Incomputable
Incomputable

Reputation: 2208

Is there a null file descriptor value in POSIX?

tl;dr Is there a posix descriptor value that I can throw into close() and nothing will happen?


Is there a specific value which I could use, like NULL for pointers, for file descriptors? I'd like the code to be uniform, so I thought that I could set the origin descriptor into null descriptor.

class socket
{
    int fd;
public:
    //deleted copy operations
    socket(socket&& other):
                   fd{other.fd}
    {
        other.fd = /*null descriptor*/
    }

    ~socket()
    {
        if (close(fd) == -1)
        {
            throw std::runtime_error{strerror(errno)};
        }
        // ^^ null file descriptor will do nothing on close()
        // like delete nullptr;
    }

I can store a boolean flag, but I'd like to avoid it.

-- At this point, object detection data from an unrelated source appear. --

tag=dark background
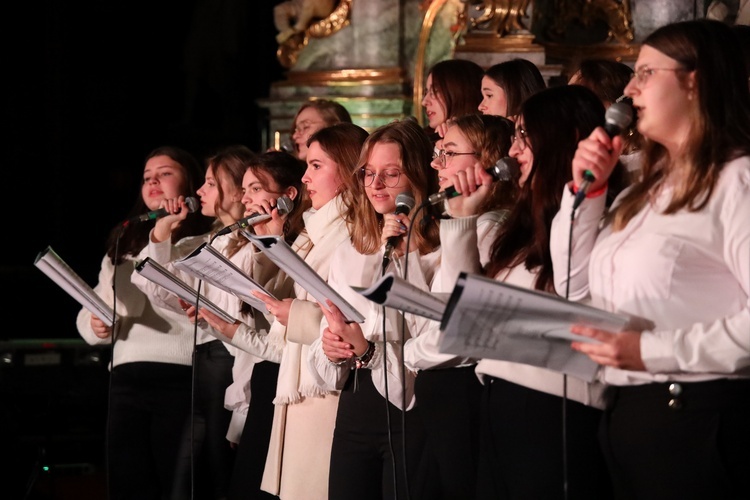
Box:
[5,0,285,341]
[0,0,285,500]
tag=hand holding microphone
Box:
[122,196,200,226]
[383,192,417,268]
[427,156,518,205]
[216,195,294,236]
[573,101,633,210]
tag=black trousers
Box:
[173,340,235,500]
[600,379,750,500]
[412,365,482,500]
[328,369,424,500]
[229,361,279,500]
[477,377,613,500]
[107,362,192,500]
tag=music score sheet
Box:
[440,273,630,381]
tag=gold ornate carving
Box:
[552,0,635,44]
[467,0,530,37]
[307,0,352,38]
[284,68,404,86]
[276,0,352,68]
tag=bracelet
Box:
[570,182,607,198]
[355,340,375,368]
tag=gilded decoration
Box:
[549,0,635,45]
[276,0,352,68]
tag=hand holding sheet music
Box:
[34,247,115,327]
[351,273,448,321]
[241,230,365,323]
[440,273,631,380]
[135,257,236,323]
[174,243,273,314]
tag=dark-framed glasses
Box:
[630,66,684,87]
[511,126,526,151]
[357,167,401,187]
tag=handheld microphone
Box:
[216,195,294,236]
[573,101,633,210]
[123,196,200,226]
[427,156,519,205]
[383,192,417,267]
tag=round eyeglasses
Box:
[357,168,401,187]
[511,126,526,151]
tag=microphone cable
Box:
[190,278,206,500]
[104,226,125,498]
[562,195,578,500]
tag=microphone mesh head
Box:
[490,156,520,181]
[604,101,633,134]
[396,191,417,213]
[276,196,294,215]
[185,196,200,214]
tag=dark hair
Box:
[569,59,633,106]
[485,85,604,292]
[613,19,750,230]
[290,99,352,134]
[731,24,750,77]
[107,146,214,265]
[247,151,310,244]
[480,58,547,117]
[429,59,484,128]
[450,113,520,213]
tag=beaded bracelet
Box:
[354,340,375,369]
[328,358,349,366]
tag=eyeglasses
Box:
[511,127,526,151]
[630,66,685,87]
[292,120,320,135]
[357,168,401,187]
[432,149,477,166]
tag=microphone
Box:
[216,195,294,236]
[128,196,200,226]
[383,191,417,267]
[573,101,633,210]
[427,156,519,205]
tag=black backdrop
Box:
[5,0,284,341]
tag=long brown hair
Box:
[613,19,750,231]
[207,144,257,257]
[247,151,310,244]
[448,113,520,213]
[107,145,214,265]
[484,58,547,116]
[344,118,440,254]
[485,85,604,292]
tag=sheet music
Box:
[440,273,630,381]
[135,257,236,323]
[34,247,115,326]
[172,243,276,314]
[240,230,365,323]
[351,272,449,321]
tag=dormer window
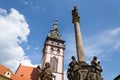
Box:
[5,71,11,78]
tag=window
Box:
[50,48,53,52]
[51,57,57,72]
[57,49,60,53]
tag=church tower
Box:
[42,20,65,80]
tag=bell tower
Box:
[42,20,65,80]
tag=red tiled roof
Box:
[15,64,38,80]
[0,64,14,79]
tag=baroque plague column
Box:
[67,6,103,80]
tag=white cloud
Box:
[24,1,28,5]
[84,27,120,60]
[0,8,32,71]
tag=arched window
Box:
[50,47,53,52]
[51,57,57,72]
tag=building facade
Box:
[42,20,65,80]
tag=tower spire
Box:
[72,6,85,62]
[48,19,61,40]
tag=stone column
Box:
[72,6,85,62]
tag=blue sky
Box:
[0,0,120,80]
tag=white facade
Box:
[42,22,65,80]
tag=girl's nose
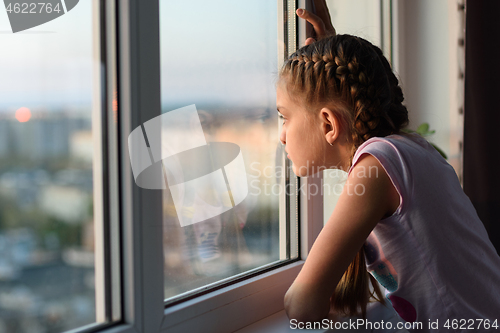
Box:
[280,126,286,145]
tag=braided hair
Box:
[279,35,408,317]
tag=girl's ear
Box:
[320,108,340,145]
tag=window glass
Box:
[159,0,290,299]
[0,1,98,333]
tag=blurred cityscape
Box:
[0,110,95,333]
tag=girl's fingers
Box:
[296,8,326,37]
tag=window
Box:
[0,0,458,332]
[156,0,298,301]
[0,1,116,333]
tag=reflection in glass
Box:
[0,1,96,333]
[158,0,286,299]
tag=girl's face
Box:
[276,85,329,177]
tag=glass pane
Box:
[0,1,98,333]
[158,0,287,299]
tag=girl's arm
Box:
[285,154,399,322]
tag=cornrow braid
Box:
[279,35,408,317]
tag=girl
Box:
[277,9,500,332]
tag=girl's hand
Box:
[296,0,336,45]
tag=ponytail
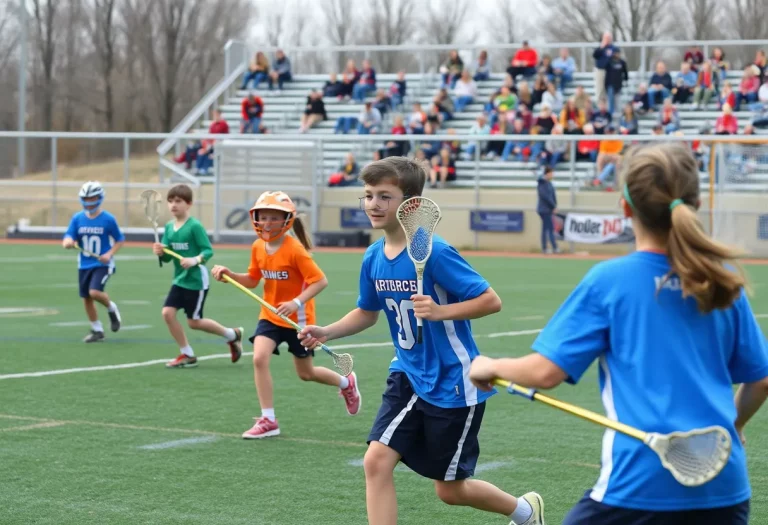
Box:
[293,215,312,251]
[667,204,746,313]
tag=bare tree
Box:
[361,0,418,71]
[315,0,357,71]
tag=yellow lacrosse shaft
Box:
[493,379,648,442]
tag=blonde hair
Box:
[622,143,747,313]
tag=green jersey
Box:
[160,217,213,290]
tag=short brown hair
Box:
[622,143,746,313]
[360,157,429,197]
[166,184,194,204]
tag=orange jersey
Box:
[248,235,325,328]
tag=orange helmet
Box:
[251,191,296,242]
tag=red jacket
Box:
[242,97,264,120]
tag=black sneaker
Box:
[107,306,121,332]
[83,330,104,343]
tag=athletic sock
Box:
[261,408,275,421]
[509,498,533,523]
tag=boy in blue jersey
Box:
[62,181,125,343]
[470,143,768,525]
[300,157,544,525]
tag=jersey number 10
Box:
[385,297,416,350]
[81,235,101,255]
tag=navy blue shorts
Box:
[563,491,749,525]
[368,372,485,481]
[163,284,208,319]
[77,266,115,299]
[248,319,315,359]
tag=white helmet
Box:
[79,180,104,211]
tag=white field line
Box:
[0,329,541,380]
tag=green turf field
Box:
[0,244,768,525]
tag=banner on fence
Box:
[563,213,635,244]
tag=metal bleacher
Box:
[188,66,768,188]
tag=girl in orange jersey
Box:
[211,191,360,439]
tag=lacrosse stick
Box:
[141,190,163,268]
[224,275,353,376]
[494,379,732,487]
[397,197,442,344]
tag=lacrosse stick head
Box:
[397,197,442,268]
[645,426,732,487]
[141,190,163,227]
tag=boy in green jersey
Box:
[152,184,243,368]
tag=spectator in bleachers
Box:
[240,51,269,89]
[501,118,532,162]
[507,40,539,79]
[594,126,624,186]
[389,71,408,110]
[560,97,587,135]
[605,49,629,115]
[464,113,491,160]
[323,73,344,100]
[240,92,264,133]
[552,47,576,91]
[656,97,680,135]
[683,44,704,73]
[531,73,547,107]
[648,60,672,107]
[472,49,491,82]
[352,59,376,102]
[408,102,427,135]
[632,82,653,115]
[589,99,613,135]
[440,49,464,89]
[715,104,739,135]
[328,152,362,187]
[541,82,563,113]
[592,31,619,104]
[299,90,328,133]
[536,166,560,253]
[453,69,477,113]
[693,62,716,109]
[619,104,640,135]
[709,47,730,83]
[267,49,293,91]
[429,147,456,188]
[340,58,361,99]
[672,62,698,104]
[733,65,760,111]
[576,123,600,162]
[717,80,736,109]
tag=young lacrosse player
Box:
[470,143,768,525]
[62,181,125,343]
[152,184,243,368]
[213,191,360,439]
[300,157,544,525]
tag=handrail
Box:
[157,63,246,157]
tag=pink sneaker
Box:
[243,417,280,439]
[339,372,363,416]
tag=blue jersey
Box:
[533,252,768,511]
[64,210,125,270]
[357,236,493,408]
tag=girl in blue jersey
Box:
[470,143,768,525]
[300,157,544,525]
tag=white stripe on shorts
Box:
[445,405,475,481]
[379,394,420,445]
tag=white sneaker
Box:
[509,492,547,525]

The OS that it will be used on is Ubuntu 16.04, with gcc 5.4. I cannot use any library outside of POSIX and standard library itself, up to version present in gcc 5.4.

I tried to read man pages for open(), close(). They didn't mention any special value to use.

I tried to set it to -1, but I'm not sure if it is safe to use everywhere.

Upvotes: 2

Views: 2198

Answers (1)

SergeyA
SergeyA

Reputation: 62553

A minus 1 value for file descriptor can be used in close call with no detrimental effect on the application other than close returning -1 itself.

Since negative one is guaranteed to never be a valid file descriptor, it will be safe.